Does the divergence theorem work for a specific vector field?

[Tom McCurdy]

Homework Statement

Show divergence theorem works
For the vector field E = \hat{r}10e^{-r}-\hat{z}3z

Homework Equations

\int_{v}\nabla \cdot E dv = \oint_{s} E \cdot ds

The Attempt at a Solution

\nabla \cdot E = 1/r \frac{d}{dr}(rAr)+1/r\frac{dA\phi}{d\phi}+\frac{dAz}{dz}
Ar=10e^(-r)
Aphi=0
Az=-3z

\nabla \cdot E = \frac{1}{r}(10e^{-r}-10re^{-r})+3

\int_{0}^{2\pi}\int_{0}^{4}\int_{0}^{2} (r)(\frac{1}{r}(10e^{-r}-10re^{-r})+3) dr dz d\phi = -82.77

\oint_{s} E \cdot ds= \int_{0}^{2} \int_{0}^{4} (\hat{r}10e^{-r}-\hat{z}3z)\cdot(16 \pi \hat{r}+4\pi\hat{z}) = 2341.7

wow that took awhile to type

 

[jhicks]

The surface form you chose to integrate over wasn't my first choice to use. The volume integral looks correct (barring calculator errors), but could you explain your thought process for the surface geometry?

 

[HallsofIvy]

Homework Statement

Show divergence theorem works
For the vector field E = \hat{r}10e^{-r}-\hat{z}3z

You haven't given the full problem. What are s and v? What is the surface to be integrated over and its boundary?

Homework Equations

\int_{v}\nabla \cdot E dv = \oint_{s} E \cdot ds

The Attempt at a Solution

\nabla \cdot E = 1/r \frac{d}{dr}(rAr)+1/r\frac{dA\phi}{d\phi}+\frac{dAz}{dz}
Ar=10e^(-r)
Aphi=0
Az=-3z

\nabla \cdot E = \frac{1}{r}(10e^{-r}-10re^{-r})+3

\int_{0}^{2\pi}\int_{0}^{4}\int_{0}^{2} (r)(\frac{1}{r}(10e^{-r}-10re^{-r})+3) dr dz d\phi = -82.77

\oint_{s} E \cdot ds= \int_{0}^{2} \int_{0}^{4} (\hat{r}10e^{-r}-\hat{z}3z)\cdot(16 \pi \hat{r}+4\pi\hat{z}) = 2341.7

wow that took awhile to type

 

[Tom McCurdy]

oh shoot i forgot to say it is bounded by the cylinder z=0 z=4 r=2

my thought process from the surface integral was
i found ds in r direction or the surface area normal to r 16 pi
and surface area normal to z and doted it with E

 

[Dick]

The surface integral has two parts.

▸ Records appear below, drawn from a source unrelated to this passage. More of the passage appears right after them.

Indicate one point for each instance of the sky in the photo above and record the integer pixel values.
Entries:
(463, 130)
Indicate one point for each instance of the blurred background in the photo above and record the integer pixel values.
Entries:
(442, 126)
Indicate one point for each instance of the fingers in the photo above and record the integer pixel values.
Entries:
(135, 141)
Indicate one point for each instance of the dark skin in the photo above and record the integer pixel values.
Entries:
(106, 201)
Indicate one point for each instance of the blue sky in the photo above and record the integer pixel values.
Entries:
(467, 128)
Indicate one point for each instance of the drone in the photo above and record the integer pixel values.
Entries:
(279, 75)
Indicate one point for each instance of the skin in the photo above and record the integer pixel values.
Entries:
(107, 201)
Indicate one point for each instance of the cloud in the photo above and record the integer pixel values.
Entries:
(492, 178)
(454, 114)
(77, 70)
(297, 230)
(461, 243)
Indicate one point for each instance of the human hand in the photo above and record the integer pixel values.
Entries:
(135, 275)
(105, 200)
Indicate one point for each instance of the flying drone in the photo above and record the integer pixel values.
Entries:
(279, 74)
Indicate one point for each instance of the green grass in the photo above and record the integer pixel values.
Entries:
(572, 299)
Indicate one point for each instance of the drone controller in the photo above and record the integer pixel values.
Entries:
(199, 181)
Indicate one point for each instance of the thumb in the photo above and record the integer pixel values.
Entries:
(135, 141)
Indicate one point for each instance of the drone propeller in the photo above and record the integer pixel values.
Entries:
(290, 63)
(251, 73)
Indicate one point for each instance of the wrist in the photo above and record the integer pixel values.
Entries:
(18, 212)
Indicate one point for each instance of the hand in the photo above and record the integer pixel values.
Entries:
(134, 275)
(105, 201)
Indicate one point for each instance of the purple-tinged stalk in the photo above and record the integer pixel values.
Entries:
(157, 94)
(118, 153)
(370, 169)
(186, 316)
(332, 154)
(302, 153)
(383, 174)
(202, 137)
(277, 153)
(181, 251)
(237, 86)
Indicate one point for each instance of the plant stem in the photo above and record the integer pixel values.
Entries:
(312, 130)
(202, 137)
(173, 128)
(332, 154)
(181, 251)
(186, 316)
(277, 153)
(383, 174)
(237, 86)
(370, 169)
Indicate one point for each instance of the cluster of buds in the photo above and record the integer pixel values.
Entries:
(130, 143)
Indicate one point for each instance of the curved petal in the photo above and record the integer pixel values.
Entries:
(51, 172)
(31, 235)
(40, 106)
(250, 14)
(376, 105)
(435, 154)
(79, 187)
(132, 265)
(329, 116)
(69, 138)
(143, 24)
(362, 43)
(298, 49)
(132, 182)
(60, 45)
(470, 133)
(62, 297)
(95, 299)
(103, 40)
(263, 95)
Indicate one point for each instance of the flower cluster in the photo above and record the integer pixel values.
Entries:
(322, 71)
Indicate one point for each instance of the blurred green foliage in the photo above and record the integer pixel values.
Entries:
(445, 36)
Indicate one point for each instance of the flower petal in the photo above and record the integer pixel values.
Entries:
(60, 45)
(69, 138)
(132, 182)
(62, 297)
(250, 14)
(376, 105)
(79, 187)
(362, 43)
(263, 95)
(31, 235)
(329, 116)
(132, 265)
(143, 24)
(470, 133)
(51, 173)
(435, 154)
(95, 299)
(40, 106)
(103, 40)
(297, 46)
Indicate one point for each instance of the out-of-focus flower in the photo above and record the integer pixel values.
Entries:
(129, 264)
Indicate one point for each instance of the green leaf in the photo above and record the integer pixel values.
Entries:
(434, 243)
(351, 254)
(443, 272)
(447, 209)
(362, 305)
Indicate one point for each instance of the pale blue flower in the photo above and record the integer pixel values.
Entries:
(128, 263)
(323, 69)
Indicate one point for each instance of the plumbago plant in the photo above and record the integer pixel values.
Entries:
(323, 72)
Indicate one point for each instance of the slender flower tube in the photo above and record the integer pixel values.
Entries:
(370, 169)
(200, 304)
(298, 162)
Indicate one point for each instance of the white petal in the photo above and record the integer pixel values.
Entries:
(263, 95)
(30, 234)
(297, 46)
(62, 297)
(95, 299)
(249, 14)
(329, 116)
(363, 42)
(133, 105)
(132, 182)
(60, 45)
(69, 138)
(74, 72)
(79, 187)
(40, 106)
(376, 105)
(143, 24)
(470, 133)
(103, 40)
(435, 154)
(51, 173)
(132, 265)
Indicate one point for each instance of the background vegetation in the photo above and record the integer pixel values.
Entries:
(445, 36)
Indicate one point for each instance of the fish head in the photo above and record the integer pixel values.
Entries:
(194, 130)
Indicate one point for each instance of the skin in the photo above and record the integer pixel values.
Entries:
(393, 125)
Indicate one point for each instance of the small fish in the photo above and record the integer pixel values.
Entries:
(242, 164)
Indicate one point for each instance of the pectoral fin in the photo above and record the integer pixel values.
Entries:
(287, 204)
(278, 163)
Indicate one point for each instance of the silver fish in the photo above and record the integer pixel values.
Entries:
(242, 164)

There's the cylinder surface and then the two disks at each end. Looking at the 'normal' part of your integral, I think you know this, but you can't combine them both into a single integral. Split them up. It also looks like you are including some sort of area factor into the normal and then also integrating.